Exploring the design principles of orthgonal transcription control systems

The last two decades has witnessed an unprecedented growth in our ability to engineer biological systems for a wide range of applications ranging from the development of smart therapeutics, production of valued products and chemicals and engineering crops with programmable traits and much more. At the core of these capabilities has been the design and characterization of synthetic genetic programs that has enabled the predictable programming of cellular behavior and phenotypes. A fundamental challenge in the construction of such circuits and programs is being able to design and model them against a variety of organismal backgrounds, which can be often difficult to predict and can lead to circuit failure when systems are ported across organisms. Such failure modes can potentially be mitigated by embedding orthogonal modes of transcriptional control and regulation in genetic programs to drive the expression of the circuit components in both prokaryotes as well as eukaryotes.

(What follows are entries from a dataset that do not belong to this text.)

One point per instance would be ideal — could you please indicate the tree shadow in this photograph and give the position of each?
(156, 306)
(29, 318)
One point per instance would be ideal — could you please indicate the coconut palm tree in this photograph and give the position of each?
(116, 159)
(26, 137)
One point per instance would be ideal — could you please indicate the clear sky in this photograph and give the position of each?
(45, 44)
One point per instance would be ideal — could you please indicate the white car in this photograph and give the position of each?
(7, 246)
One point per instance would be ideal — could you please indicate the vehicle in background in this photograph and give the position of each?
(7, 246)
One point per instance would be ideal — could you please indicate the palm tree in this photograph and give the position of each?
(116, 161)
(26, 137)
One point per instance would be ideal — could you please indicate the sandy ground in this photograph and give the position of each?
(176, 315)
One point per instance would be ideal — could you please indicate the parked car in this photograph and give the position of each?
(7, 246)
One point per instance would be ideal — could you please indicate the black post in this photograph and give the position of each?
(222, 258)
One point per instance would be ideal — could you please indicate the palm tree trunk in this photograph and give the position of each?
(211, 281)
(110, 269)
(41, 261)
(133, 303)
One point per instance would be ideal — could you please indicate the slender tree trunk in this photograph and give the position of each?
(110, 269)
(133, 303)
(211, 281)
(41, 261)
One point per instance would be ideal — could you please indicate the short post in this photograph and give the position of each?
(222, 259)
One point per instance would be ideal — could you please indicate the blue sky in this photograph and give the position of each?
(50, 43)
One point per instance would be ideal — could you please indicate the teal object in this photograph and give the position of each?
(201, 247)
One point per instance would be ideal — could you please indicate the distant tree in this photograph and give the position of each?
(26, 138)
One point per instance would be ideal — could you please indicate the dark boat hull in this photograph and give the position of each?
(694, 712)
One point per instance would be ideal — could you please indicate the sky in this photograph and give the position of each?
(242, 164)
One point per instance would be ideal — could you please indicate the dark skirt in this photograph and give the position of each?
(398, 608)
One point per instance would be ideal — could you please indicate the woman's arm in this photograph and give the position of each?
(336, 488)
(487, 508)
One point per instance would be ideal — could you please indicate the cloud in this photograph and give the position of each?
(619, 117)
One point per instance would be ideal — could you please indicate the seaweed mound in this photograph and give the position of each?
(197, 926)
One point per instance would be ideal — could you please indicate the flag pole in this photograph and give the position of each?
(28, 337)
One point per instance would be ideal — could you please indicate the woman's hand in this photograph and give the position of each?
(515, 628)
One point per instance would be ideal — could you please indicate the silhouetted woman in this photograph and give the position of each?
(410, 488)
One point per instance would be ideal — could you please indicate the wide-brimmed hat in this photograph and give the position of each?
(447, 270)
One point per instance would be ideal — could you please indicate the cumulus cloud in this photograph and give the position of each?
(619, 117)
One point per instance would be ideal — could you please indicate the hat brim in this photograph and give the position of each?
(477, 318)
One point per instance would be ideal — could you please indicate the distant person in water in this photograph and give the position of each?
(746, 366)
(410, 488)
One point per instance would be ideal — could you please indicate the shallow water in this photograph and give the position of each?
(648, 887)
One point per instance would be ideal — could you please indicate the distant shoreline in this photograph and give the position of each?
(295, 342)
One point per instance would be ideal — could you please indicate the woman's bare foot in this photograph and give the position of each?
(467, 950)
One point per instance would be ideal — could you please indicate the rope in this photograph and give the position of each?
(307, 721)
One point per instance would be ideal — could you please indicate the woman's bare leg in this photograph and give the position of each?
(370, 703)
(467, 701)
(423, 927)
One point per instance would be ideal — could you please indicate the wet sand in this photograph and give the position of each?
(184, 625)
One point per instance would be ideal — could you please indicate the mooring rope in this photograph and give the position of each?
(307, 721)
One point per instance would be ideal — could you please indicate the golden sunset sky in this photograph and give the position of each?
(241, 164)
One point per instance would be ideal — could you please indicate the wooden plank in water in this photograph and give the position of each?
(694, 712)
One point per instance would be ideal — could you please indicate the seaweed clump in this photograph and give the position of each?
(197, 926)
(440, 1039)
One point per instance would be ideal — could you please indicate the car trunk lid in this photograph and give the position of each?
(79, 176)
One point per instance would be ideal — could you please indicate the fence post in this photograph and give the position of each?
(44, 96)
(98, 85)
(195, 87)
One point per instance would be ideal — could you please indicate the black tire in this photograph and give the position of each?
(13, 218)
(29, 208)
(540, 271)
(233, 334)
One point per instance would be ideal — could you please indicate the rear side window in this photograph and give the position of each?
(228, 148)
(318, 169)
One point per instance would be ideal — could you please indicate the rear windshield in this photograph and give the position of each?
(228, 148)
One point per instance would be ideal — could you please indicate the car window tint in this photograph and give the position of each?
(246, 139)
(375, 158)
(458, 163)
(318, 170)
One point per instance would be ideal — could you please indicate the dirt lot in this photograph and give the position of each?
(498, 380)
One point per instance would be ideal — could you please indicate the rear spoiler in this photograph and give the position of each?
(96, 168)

Specifically, in prokaryotes, we demonstrate how an autoregulated network controlling the expression of an orthogonal RNA polymerase – T7 RNA polymerase, can be utilized to precisely express target genes in a highly predictable manner dictated by mutant T7 RNAP promoters. Furthermore, with the use of a modular architecture we show how such expression systems can be readily ported across diverse prokaryotes. In each species, the relative strength of expression obtained from the T7 RNAP homeostasis circuit is nearly identical, suggesting T7 RNAP driven expression systems can be utilized as predictable cross-species gene expression platform. In another example, orthogonal transcriptional regulation was engineered in a complex eukaryote (plants) using a programmable transcription factor - dCas9:VP64 and a set of designed synthetic promoters whose activity can precisely regulated with the expression of specific guide RNAs (gRNAs). This strategy was used to construct three mutually orthogonal promoters, allowing multiplexed control of gene expression in plants. Overall, the design strategies and architectures described in this work can be used to explore the design of more complex circuits where the activity of T7 RNAP can be coupled to regulate the activity of dCas9 based transcription to generate circuits operating across kingdoms of life.